Scherr’s work is built on her conviction that the world becomes a better place if peace and security is restored among children.
By Nikhala Henry
Hyderabad: Had Naomi Scherr, a 13-year-old U.S. national, who was gunned down at the Oberoi Trident Hotel, Mumbai, in the 26/11 (2008) terror attacks been alive, she would have gone on to study medicine as was her ambition. Now, seven years after the incident, her mother, Kia Scherr, lives at least a few months every year in the same hotel, to work on her mission to build trust and security among Mumbai’s children and youth. Ms. Scherr, who was in Hyderabad to attend the International conference on women in law enforcement, had also lost her husband, Alan Scherr (58), on the fateful day. While she could not get out of bed for months after the dreadful news broke, now she is an inspirational speaker and founder of One Life Alliance, an organisation working world over to harbour peace and decrease violent behaviour with a focus on schools, businesses and government leaders. “I still feel safe in the city. My work is centred round building trust among children for the propagation of peace,” Ms. Scherr told The Hindu. A booklet published by her organisation, “Pocket Book of Peace”, is circulated among children and youth round the world. The woman who issued a statement asking Mumbai to “forgive the attackers” shortly after the incident, said that she would like to work closely with the police in the country aiming at sensitization of the force and communities. She had escaped the attack as she had stayed back in Florida to celebrate Thanksgiving.

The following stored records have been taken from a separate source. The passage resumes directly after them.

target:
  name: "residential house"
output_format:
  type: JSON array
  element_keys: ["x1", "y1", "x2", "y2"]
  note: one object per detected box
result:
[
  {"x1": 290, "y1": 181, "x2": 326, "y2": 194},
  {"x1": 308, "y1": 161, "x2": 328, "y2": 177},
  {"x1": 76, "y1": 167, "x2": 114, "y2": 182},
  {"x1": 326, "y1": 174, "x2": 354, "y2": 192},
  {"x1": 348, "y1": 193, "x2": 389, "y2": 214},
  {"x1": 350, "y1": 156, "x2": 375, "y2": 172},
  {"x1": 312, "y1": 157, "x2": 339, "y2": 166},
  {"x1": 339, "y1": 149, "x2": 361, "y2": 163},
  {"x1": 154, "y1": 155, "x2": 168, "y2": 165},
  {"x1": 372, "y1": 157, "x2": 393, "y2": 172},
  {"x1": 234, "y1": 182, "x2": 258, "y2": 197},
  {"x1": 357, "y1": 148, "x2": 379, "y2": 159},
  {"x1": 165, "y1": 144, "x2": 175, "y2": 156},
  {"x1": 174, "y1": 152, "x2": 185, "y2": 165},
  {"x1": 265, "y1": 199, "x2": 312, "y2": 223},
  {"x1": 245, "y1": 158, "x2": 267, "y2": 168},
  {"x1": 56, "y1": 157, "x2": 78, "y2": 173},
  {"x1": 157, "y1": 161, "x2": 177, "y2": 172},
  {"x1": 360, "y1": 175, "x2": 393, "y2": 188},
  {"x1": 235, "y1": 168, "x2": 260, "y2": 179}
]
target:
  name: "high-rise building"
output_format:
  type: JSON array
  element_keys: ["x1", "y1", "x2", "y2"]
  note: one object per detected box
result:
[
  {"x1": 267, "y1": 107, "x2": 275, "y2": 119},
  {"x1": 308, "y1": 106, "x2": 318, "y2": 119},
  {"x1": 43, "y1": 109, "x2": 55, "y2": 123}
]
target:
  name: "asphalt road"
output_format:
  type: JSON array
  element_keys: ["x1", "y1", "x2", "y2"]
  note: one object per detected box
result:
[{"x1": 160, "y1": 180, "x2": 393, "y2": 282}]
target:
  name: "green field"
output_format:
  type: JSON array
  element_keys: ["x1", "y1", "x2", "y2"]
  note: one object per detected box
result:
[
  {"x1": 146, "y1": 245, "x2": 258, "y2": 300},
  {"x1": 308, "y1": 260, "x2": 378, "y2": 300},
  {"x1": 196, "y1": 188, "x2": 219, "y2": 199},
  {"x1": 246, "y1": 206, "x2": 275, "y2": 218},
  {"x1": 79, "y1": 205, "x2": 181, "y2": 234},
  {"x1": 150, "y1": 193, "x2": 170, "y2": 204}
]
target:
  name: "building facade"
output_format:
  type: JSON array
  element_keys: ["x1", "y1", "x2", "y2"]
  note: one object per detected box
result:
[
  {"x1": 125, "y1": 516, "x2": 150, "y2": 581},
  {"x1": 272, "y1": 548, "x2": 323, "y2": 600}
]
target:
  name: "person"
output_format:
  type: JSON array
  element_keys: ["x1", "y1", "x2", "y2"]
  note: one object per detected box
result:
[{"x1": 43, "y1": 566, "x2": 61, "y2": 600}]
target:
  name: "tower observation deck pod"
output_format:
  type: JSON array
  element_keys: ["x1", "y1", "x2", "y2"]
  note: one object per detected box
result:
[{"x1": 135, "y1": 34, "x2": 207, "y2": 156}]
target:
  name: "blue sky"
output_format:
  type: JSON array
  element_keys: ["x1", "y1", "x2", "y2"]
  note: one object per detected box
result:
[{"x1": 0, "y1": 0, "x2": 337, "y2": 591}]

Mr. Scherr and their daughter had led a team of 25 foreign nationals from the U.S., Canada and Australia, to Mumbai on a spiritual mission supported by the Synchronicity Foundation. Mr. Scherr, president of the foundation, was dining along with five others, including his daughter, while the gunmen broke in and opened fire. Ms. Scherr’s work is built on her conviction that the world becomes a better place if peace and security is restored among children. When asked how she got back on her feet after the incident, Ms. Scherr was quick to reply, “I never got back on my feet. I cry every day.”